Take a realistic approach when you plan a discharge
Take a realistic approach when you plan a discharge
Negotiate with MCO or seek community resources
The days are long past when there were few limits to what a hospital case manager could recommend for a patient’s discharge plan.
Now, case managers must look at what is appropriate for patients to meet their medical needs and to get them safely to the next level of care, says Jackie Birmingham, RN, MS, CMAC, vice president of clinical design for Curaspan, a provider of connectivity and network management across the post-acute continuum.
"I’m not implying that patients’ needs have been overplanned for, but often the discharge planner asks the patient about discharge options without regard for whether the patient can afford it," says Birmingham, who has more than 20 years experience in case management and discharge planning. Discharge planning should be a partnership between the case manager and the patient, she adds.
Hospital case managers should spend time with the patients, making sure the discharge plans reflect what they need, what they’re willing to do, and what other resources they have, such as family and friends, she adds.
For instance, you may suggest that a patient change his or her dressing twice a day, return to the physician’s office at a certain time, and have a home health aide. The patient may agree to everything but then not follow through.
"Case managers need to step back and decide if the patients really need all of this. Patients will usually say yes’ to almost anything to get out of the hospital," Birmingham adds.
Case managers should assess what is safe for each patient, depending on the home situation, she adds. For instance, if patients don’t have steps in their homes and their hallways and doorways are wide enough to accommodate a wheelchair, they might be able to go home with outpatient rehab instead of being discharged to a rehabilitation facility.
Case managers are required to give patients choices of post-acute care. Instead of offering the patient a "pie-in-the-sky" list of options, assess their needs carefully and offer appropriate choices based on the patient’s needs and resources, she advises. "Giving patients choices increases the success, but they should be choices that are good for them," Birmingham adds.
You may have good luck negotiating with a managed care organization for discharge needs that aren’t covered if they may prevent a readmission or a complication because it’s to the financial advantage of the insurer, points out Toni Cesta, PhD, RN, FAAN, director of case management for Saint Vincent’s Hospital and Medical Center in New York City. "If you can argue safety and appropriateness of discharge with the third party, many times they will work with you," she says.
Medicare and Medicaid benefits are fairly cut and dried, with little room for negotiation, but sometimes private payers are willing to cover a benefit if it is covered by health plans, Birmingham adds.

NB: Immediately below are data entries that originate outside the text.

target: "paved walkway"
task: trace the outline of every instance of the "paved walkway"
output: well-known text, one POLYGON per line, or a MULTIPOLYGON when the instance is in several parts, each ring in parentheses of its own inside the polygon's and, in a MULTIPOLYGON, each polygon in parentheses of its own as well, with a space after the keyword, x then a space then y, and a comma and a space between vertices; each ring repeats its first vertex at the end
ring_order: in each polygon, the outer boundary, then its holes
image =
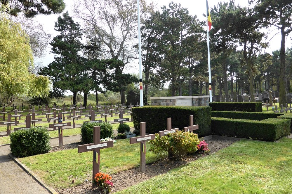
MULTIPOLYGON (((80 141, 81 136, 63 138, 64 144, 80 141)), ((58 145, 58 138, 51 139, 51 145, 58 145)), ((8 156, 9 145, 0 146, 0 193, 43 194, 49 193, 8 156)))

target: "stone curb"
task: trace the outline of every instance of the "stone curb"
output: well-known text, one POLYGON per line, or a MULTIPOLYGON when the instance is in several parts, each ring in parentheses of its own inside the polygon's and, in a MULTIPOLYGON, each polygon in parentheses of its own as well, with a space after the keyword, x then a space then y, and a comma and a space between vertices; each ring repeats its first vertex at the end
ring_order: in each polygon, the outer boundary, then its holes
POLYGON ((56 191, 51 187, 48 186, 45 184, 32 171, 29 170, 25 165, 21 163, 20 161, 18 160, 17 158, 15 158, 13 156, 12 156, 11 154, 8 154, 8 155, 11 159, 13 160, 15 163, 18 165, 20 166, 20 167, 25 171, 27 172, 29 175, 31 176, 34 179, 38 182, 40 184, 44 187, 50 193, 52 194, 58 194, 58 193, 56 191))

Since the case manager’s job is to ensure that the patient has a safe discharge, the managed care company may be willing to bend a little on certain benefits. For instance, if a patient doesn’t have a home health benefit, call the managed care company and ask for a home care evaluation, she says.
One inducement for the managed care company to cover the cost would be that you can’t discharge the patient until you know he or she will be safe at home. In other words, if the managed care company won’t authorize the visit, the hospital won’t discharge the patient.
Following the home health visit, patients know what options they will have.
When case managers look for alternative sources of funding to cover patients’ needs, they often must look to resources in the patients’ hometown, such as the local agency on aging or a state program for the elderly.
"In the United States, we don’t abandon the patient. Even the homeless have rights to some benefit," Birmingham points out. Often, it’s a matter of getting the social worker involved. "Some hospitals don’t understand the extreme value of social workers in the hospital to help get the patient ready for discharge," she says.
Case managers should involve social workers in the discharge planning so they can work with the family to find solutions to problems, Birmingham suggests.
Know who the social worker is inside and outside the hospital and involve them in finding sources of help for the patient.
Medicare’s prospective payment system for home health and nursing homes has complicated discharge planning for patients who need post-acute services, and benefits often are more limited than before.
If these agencies are reaching what they set as their maximum capacity of complex patients, they have the right to refuse to take patients who need complicated and costly care. They want detailed information up front about patients’ conditions and needs before they decide to take them.
For this reason, case managers must have a strong clinical description of a patient before they call in the home health agency or the nursing home, Birmingham says.
Sometimes, it takes a lot of juggling to get a patient safely discharged with post-acute care, Cesta adds.
For instance, Medicare doesn’t reimburse for medication. If a patient is on an expensive antibiotic, the nursing home may not want to absorb the cost, so it doesn’t take the patient.
"In these cases, we will provide the antibiotic because it’s more cost effective than keeping them in the hospital. We don’t do it very often but we have sent patients to nursing homes with medication," Cesta says. She suggests that when these types of cases occur, case managers do a cross-benefit analysis to see what is better for your facility financially.